When Sally’s high school days were drawing to a close, Sister Lucy ran her yellow eyes over the girl and then told Annie, “Let her follow me for the week. Let her get a glimpse of the work.”
On that early morning in June, mother and daughter entered the convent through the front door rather than the back. They waited for a moment, feeling like visitors in the hushed hallway, until Sister Lucy swung toward them, sweeping down the corridor from the kitchen. She wore her cloak and carried her black satchel. She produced a white postulant’s veil. “Wear this,” Sister Lucy said. “You don’t want to look like a tourist.” And smiled thinly at her own joke. “Come with me,” she said.

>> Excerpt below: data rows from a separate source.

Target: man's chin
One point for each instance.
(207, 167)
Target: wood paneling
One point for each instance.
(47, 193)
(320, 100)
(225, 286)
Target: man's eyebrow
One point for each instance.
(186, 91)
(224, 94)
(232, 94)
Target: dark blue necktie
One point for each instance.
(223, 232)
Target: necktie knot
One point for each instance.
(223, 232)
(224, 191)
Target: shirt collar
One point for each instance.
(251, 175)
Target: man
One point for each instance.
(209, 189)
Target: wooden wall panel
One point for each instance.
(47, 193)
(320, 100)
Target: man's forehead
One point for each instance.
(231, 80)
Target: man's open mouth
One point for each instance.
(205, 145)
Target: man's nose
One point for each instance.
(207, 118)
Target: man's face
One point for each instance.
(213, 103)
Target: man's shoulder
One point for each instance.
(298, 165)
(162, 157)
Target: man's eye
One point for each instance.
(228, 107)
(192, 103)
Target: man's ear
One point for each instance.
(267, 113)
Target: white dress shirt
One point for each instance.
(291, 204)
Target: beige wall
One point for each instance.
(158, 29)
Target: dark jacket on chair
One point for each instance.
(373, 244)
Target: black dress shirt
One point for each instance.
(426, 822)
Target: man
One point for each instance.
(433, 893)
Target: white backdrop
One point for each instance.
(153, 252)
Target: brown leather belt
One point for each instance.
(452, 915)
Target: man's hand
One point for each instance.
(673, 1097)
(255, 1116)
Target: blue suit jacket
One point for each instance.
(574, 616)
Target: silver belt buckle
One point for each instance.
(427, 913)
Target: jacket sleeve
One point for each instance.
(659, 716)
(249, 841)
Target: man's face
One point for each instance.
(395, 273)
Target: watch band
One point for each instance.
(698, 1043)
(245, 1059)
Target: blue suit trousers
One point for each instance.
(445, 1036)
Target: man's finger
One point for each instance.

Annie helped her daughter fasten the veil and then kissed the smooth top of it as she sent her off. Sally took small, hurried steps, following behind Sister Lucy, as if a long skirt bound her ankles—not her own gait at all. Her mother wondered which of the nuns she was imitating now. She turned. Sister Illuminata was there in the hallway, standing before the basement door, leaning on her cane.
“Baptism by fire,” Sister Illuminata said.